Les recherches liées à cette question et, plus généralement, celles qui scrutent ce qui se passe en nous lorsque nous portons un jugement moral ou prenons une décision, ont un grand impact sur la compréhension de notre comportement moral. Il semblerait notamment que, contrairement à ce qu’on a généralement cru, notre psychologie morale n’est pas unifiée et que nous utilisons différents “ modules ” en fonction des situations, qui nous tiraillent parfois dans des directions contradictoires.
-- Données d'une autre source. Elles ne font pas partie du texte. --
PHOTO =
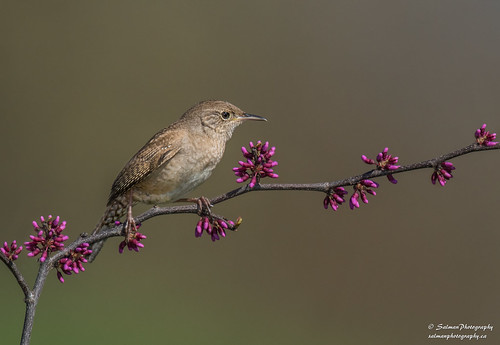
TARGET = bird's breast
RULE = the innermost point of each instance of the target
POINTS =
(189, 168)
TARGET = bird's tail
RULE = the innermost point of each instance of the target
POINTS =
(115, 210)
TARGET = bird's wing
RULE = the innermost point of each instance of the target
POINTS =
(157, 151)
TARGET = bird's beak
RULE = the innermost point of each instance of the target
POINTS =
(246, 116)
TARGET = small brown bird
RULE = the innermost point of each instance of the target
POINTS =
(173, 162)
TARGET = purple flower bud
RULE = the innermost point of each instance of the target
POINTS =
(485, 138)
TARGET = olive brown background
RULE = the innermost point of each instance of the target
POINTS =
(84, 84)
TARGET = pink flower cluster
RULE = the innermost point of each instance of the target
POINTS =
(360, 190)
(215, 227)
(132, 241)
(73, 262)
(258, 164)
(442, 173)
(48, 238)
(384, 162)
(334, 198)
(485, 138)
(12, 251)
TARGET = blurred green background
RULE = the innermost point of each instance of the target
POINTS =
(83, 85)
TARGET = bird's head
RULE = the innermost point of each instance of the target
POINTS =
(219, 117)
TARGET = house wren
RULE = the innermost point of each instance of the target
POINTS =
(173, 162)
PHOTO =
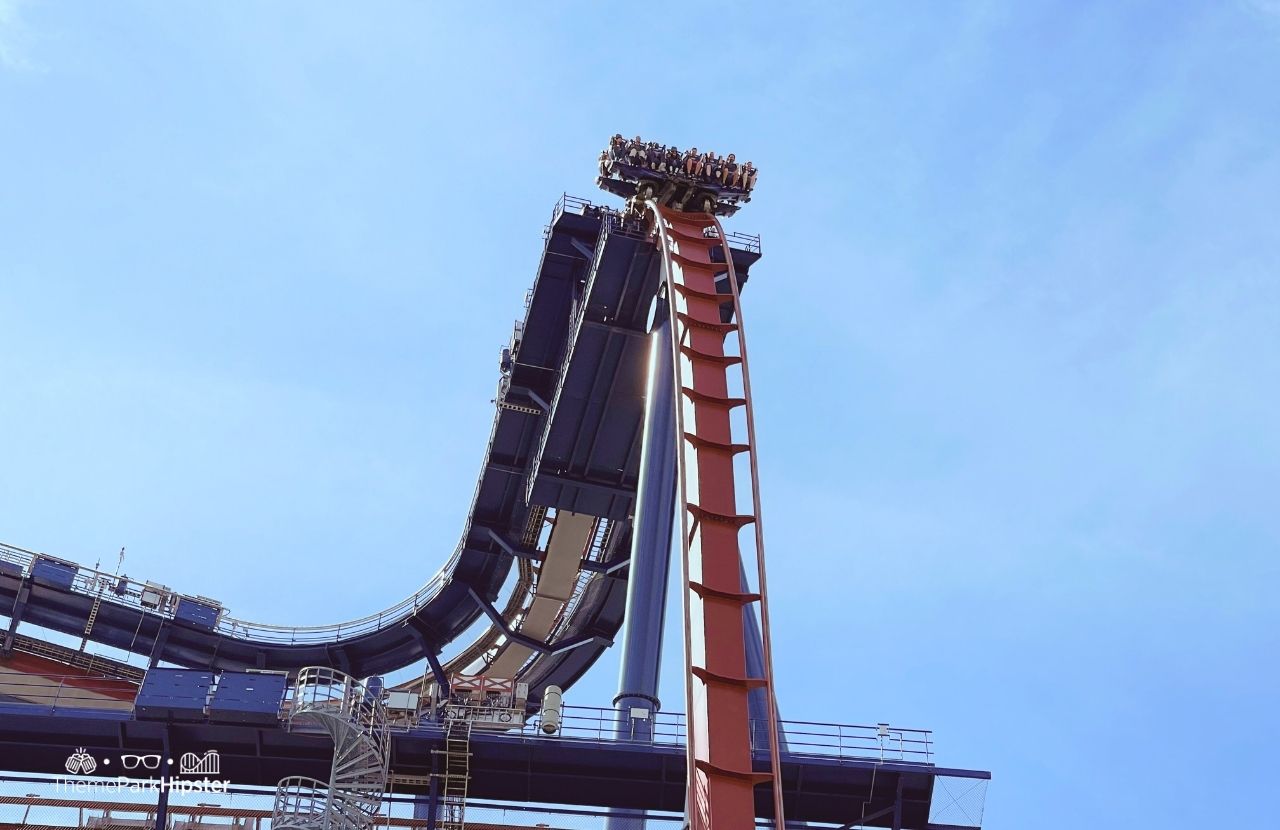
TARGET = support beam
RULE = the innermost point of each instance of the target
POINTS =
(650, 559)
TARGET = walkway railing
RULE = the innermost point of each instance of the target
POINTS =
(844, 742)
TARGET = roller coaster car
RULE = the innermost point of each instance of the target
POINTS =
(675, 190)
(487, 702)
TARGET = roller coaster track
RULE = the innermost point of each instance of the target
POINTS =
(708, 343)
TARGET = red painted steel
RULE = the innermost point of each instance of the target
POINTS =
(721, 778)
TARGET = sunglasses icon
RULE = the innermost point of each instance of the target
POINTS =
(147, 762)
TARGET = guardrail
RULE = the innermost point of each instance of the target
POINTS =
(878, 742)
(844, 742)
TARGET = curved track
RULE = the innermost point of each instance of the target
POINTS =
(565, 442)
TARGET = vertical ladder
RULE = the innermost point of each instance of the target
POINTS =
(704, 305)
(92, 618)
(457, 773)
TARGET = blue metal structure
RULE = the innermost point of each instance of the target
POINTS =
(584, 424)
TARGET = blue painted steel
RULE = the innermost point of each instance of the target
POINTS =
(196, 612)
(53, 574)
(245, 697)
(173, 694)
(650, 547)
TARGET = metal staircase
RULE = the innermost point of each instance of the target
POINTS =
(355, 717)
(457, 773)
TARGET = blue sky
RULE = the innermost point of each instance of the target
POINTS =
(1015, 336)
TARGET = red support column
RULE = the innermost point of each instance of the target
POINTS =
(721, 775)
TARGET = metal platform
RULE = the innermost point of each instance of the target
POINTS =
(835, 774)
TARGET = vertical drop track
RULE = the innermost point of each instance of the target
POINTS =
(700, 290)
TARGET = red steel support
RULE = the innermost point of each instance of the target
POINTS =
(721, 776)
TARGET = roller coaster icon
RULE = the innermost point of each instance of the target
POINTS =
(192, 764)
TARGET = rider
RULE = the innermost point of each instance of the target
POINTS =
(730, 176)
(691, 164)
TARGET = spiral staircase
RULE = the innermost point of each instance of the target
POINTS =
(353, 716)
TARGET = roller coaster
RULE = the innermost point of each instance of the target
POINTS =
(624, 404)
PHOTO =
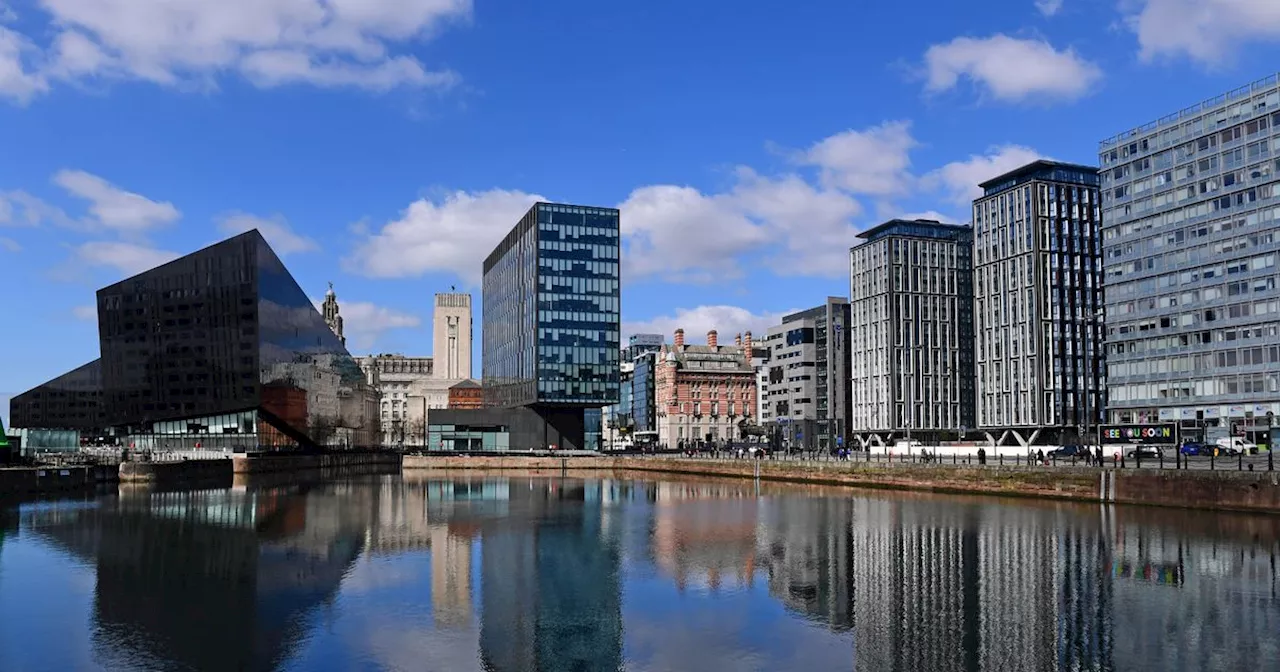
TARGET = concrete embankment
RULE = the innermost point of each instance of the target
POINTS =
(1221, 490)
(183, 471)
(266, 464)
(35, 480)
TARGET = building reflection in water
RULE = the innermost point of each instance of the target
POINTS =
(535, 571)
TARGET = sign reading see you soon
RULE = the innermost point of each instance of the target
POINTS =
(1143, 434)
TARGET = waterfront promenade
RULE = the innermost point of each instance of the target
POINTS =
(1198, 488)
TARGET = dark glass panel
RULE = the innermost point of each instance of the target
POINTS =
(310, 383)
(71, 401)
(179, 341)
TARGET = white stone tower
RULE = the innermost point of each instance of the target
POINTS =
(330, 314)
(452, 336)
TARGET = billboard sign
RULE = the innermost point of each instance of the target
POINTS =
(1146, 434)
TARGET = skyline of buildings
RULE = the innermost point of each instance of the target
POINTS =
(1139, 292)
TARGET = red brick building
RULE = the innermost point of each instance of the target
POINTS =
(703, 392)
(466, 394)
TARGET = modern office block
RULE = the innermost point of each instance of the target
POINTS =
(1038, 304)
(552, 318)
(1192, 222)
(808, 384)
(912, 330)
(219, 348)
(71, 401)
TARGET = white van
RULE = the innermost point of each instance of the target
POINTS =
(1237, 446)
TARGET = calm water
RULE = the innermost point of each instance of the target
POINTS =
(516, 574)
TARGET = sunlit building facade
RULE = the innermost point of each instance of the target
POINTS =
(1192, 220)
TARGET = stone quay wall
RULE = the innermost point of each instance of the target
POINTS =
(1220, 490)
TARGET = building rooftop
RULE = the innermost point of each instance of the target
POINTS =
(1086, 176)
(915, 228)
(1200, 108)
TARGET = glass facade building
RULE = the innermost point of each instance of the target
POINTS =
(71, 401)
(552, 310)
(1037, 260)
(220, 348)
(1192, 233)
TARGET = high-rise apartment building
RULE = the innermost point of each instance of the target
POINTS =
(451, 325)
(1191, 237)
(808, 382)
(330, 315)
(1038, 304)
(910, 293)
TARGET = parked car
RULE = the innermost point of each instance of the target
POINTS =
(1234, 446)
(1146, 452)
(1192, 448)
(1065, 452)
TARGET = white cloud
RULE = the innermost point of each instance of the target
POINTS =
(727, 320)
(21, 209)
(272, 42)
(114, 208)
(18, 81)
(684, 236)
(452, 236)
(275, 229)
(960, 179)
(128, 259)
(1048, 8)
(365, 323)
(1010, 69)
(1208, 31)
(813, 227)
(873, 161)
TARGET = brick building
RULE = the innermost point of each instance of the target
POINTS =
(704, 392)
(466, 394)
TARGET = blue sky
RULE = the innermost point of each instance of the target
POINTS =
(385, 145)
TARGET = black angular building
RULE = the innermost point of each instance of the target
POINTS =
(216, 350)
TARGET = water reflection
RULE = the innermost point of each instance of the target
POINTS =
(551, 575)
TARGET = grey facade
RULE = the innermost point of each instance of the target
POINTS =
(807, 397)
(1038, 304)
(912, 365)
(1191, 233)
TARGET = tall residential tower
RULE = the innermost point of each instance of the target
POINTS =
(912, 330)
(1191, 238)
(1038, 304)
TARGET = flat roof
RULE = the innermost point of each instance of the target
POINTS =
(1185, 113)
(1041, 164)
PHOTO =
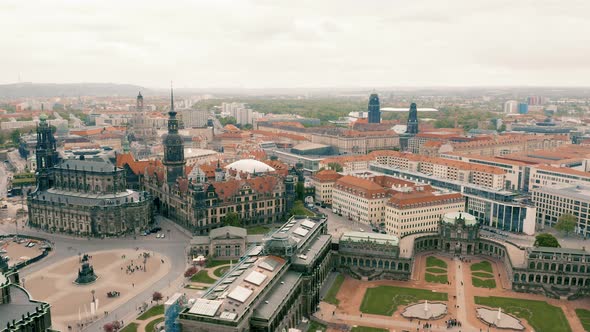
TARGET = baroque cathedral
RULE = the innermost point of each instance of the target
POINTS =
(201, 206)
(85, 196)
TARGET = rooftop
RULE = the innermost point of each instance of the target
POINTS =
(250, 166)
(575, 191)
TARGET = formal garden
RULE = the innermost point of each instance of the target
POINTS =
(482, 275)
(542, 316)
(436, 270)
(385, 300)
(584, 316)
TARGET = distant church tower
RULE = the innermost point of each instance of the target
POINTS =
(173, 147)
(412, 127)
(46, 154)
(139, 103)
(374, 109)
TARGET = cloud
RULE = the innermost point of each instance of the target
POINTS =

Bernard Baertschi a enseigné la philosophie morale et la bioéthique à la Faculté de médecine et au Département de philosophie de l’université de Genève. En Suisse, il a été membre de la Commission fédérale d’éthique pour le génie génétique non humain (CENH) et, en France, il fait partie du Comité d’éthique de l’Inserm. Il travaille actuellement sur les questions éthiques posées par les biotechnologies et les neurosciences, domaines dans lesquels il a notamment publié les ouvrages suivants : La neuroéthique (La Découverte, 2009), La vie artificielle (CENH, 2009) et L’éthique à l’écoute des neurosciences (Les Belles-Lettres, 2013).